Wie schon gesagt: bei fachlicher Kompetenz und charakterlicher Integrität ist Mut für eine objektive Beurteilung nicht unbedingt vonnöten. Die Unabhängigkeit eines jeden Richters ist jedoch eine zwingende und vom Regelwerk geforderte Voraussetzung. Der Nachweis der Besorgnis einer Befangenheit führt zwangsläufig zu Sanktionen. Die Zuweisung von Richtern auf die Turniere von zentraler Stelle aus wurde schon vielfach durchdiskutiert. Bei einem Veranstaltungsaufkommen von zum Beispiel 3.428 Turnieren im Jahr 2023 kann man sich vorstellen, welchen Aufwand hier eine zentrale Stelle zu betreiben hätte. Nahezu jeder Veranstalter wird Ihnen bestätigen können, wie zeitaufwendig es oftmals ist, die Richtercrew für die eigene Veranstaltung zeitnah und vollständig zusammen zu bekommen.

Aber in Zeiten von Doclib, Doodle oder anderer Terminsoftware dürfte das doch umsetzbar sein.

Die von Ihnen angedachte Richterzuweisung ist doch kein EDV-Problem! Die Einladung der Richter erfolgt – und das ist auch gut so – durch persönliche Ansprache. Die Vereinbarung von Terminen und Einsätzen mit den Richtern bedarf einer vorausgehenden sorgfältigen Planung und einer persönlichen Abstimmung. Bei der hohen Anzahl an Veranstaltungen in Deutschland lässt sich dieses über eine Zentralisierung nicht realisieren.

Wie hoch ist der Stellenwert der technischen Korrektheit der Lektionen und welchen Stellenwert hat das Ausdrucksverhalten des Pferdes?

Bei der Beurteilung eines Rittes muss zunächst und vorrangig festgestellt werden, ob sich das Pferd auf sicherer gymnastizierter Grundlage korrekt bewegt und sich darauf basierend in einer angemessenen Körperformierung mit der erforderlichen Balance präsentiert.

Nur auf einer derartigen Grundlage können Lektionen tatsächlich auch korrekt gelingen.

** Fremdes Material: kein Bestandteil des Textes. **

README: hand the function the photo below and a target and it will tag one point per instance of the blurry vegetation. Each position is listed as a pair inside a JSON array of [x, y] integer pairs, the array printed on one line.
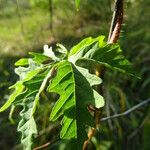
[[25, 25]]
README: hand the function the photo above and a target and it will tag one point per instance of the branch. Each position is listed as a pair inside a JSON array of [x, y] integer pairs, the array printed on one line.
[[116, 23], [128, 111]]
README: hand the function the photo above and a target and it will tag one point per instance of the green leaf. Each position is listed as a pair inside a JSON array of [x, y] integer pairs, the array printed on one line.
[[39, 58], [25, 75], [29, 99], [77, 3], [27, 124], [22, 62], [75, 95], [99, 52], [18, 89]]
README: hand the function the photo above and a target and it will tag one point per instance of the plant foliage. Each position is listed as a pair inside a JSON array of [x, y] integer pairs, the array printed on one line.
[[60, 72]]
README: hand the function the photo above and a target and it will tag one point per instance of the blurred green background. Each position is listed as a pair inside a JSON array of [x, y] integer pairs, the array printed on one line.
[[26, 25]]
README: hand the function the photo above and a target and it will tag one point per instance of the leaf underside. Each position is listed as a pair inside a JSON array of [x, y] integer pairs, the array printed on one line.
[[75, 95]]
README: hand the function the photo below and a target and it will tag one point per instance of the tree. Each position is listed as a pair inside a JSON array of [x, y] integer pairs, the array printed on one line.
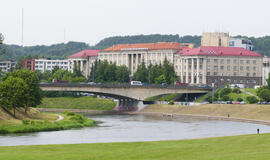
[[122, 74], [252, 99], [33, 94], [14, 93], [265, 95], [161, 79], [142, 73]]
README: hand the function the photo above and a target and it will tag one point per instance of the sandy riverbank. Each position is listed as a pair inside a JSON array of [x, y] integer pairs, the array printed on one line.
[[242, 113]]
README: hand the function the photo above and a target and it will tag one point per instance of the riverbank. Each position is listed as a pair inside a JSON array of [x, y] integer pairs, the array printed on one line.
[[244, 147], [250, 113], [34, 121]]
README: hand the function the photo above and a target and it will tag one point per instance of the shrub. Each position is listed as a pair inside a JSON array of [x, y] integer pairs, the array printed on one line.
[[239, 99], [25, 121], [252, 99], [236, 90], [171, 102]]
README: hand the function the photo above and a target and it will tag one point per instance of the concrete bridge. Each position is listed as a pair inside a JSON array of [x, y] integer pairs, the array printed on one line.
[[130, 97]]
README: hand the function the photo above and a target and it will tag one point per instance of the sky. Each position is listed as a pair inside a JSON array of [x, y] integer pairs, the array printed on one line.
[[49, 22]]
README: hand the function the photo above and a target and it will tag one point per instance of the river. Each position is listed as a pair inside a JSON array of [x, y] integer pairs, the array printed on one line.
[[133, 128]]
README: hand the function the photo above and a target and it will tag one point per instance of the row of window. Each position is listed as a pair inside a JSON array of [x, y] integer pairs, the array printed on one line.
[[228, 61], [235, 68]]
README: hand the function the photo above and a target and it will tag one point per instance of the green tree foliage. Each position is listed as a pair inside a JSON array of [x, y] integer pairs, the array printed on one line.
[[122, 74], [104, 72], [264, 94], [161, 79], [34, 96], [142, 73], [14, 93], [252, 99]]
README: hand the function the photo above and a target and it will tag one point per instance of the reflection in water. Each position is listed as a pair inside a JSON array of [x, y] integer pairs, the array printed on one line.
[[130, 128]]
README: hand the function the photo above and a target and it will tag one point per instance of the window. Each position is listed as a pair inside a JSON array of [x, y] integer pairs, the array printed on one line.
[[221, 67], [221, 61], [241, 68], [241, 61]]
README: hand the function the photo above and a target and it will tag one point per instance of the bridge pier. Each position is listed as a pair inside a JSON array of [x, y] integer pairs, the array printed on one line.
[[129, 105]]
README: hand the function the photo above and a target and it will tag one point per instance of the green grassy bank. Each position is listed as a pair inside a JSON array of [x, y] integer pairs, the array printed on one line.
[[246, 147], [71, 120], [84, 102]]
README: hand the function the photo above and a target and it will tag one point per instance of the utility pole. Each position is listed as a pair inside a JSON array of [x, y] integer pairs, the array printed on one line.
[[22, 26]]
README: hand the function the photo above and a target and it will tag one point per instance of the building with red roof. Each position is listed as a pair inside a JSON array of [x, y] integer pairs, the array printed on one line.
[[83, 60], [131, 55], [219, 66]]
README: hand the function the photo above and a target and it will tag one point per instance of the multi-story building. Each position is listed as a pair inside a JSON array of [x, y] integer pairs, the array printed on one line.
[[83, 60], [215, 39], [29, 63], [7, 66], [131, 55], [219, 65], [266, 70], [241, 42], [48, 64]]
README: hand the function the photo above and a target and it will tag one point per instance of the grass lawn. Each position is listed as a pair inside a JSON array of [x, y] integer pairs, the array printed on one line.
[[246, 147], [84, 102]]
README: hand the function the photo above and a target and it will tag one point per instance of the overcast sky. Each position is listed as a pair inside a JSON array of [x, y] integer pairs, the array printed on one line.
[[46, 21]]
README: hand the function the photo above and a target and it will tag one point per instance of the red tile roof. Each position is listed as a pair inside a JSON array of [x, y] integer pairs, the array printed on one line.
[[218, 51], [85, 53], [146, 46]]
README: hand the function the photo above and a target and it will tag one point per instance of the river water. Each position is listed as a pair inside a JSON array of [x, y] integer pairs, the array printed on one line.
[[133, 128]]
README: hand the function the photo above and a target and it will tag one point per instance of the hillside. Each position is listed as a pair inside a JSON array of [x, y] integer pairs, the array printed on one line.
[[62, 51]]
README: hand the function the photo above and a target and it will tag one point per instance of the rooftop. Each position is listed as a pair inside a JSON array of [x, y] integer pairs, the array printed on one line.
[[218, 51], [147, 46], [85, 53]]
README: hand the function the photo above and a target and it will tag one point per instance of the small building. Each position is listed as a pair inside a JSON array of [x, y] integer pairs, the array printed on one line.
[[241, 42], [7, 65], [83, 60]]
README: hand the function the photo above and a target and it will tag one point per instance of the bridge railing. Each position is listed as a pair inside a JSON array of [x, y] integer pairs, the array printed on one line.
[[125, 85]]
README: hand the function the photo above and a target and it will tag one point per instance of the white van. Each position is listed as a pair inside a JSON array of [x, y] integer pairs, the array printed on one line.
[[136, 83]]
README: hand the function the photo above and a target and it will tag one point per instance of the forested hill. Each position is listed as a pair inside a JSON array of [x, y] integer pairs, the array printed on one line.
[[62, 51]]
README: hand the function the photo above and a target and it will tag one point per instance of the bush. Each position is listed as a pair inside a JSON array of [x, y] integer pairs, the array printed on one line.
[[252, 99], [236, 90], [265, 95], [25, 121], [171, 102], [239, 99]]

Insofern ergibt sich daraus schon eine gewisse Priorität im Hinblick auf die Gesamtbeurteilung.

Umgekehrt lässt die Ausführung der Lektionen aber auch klare Rückschlüsse auf das Gehen des Pferdes zu. Unter Zugrundelegung der Ausführung der Lektionen kann die Durchlässigkeit überprüft werden. So können Pferde – insbesondere in den unteren Klassen – durchaus losgelassen gehen, müssen aber deshalb nicht zwingend auch durchlässig sein. Dagegen kann bei Pferden, die sich bis in die höchsten Klassen durchlässig darstellen, eine sichere Losgelassenheit unterstellt werden.

Sie sehen, dass beides – das Gehen des Pferdes und die Ausführung der Lektionen – eng miteinander verbunden und auch gegenseitig voneinander abhängig ist. Das „Ausdrucksverhalten“ eines Pferdes ist somit klarer Bestandteil sowohl der Bewegungs- und Haltungsanalyse als auch der Überprüfung der Durchlässigkeit. Ganz klar und eindeutig: wir als Richter wollen zufriedene Pferde sehen, die mit Freude an der Bewegung zwanglos Leistungen erbringen.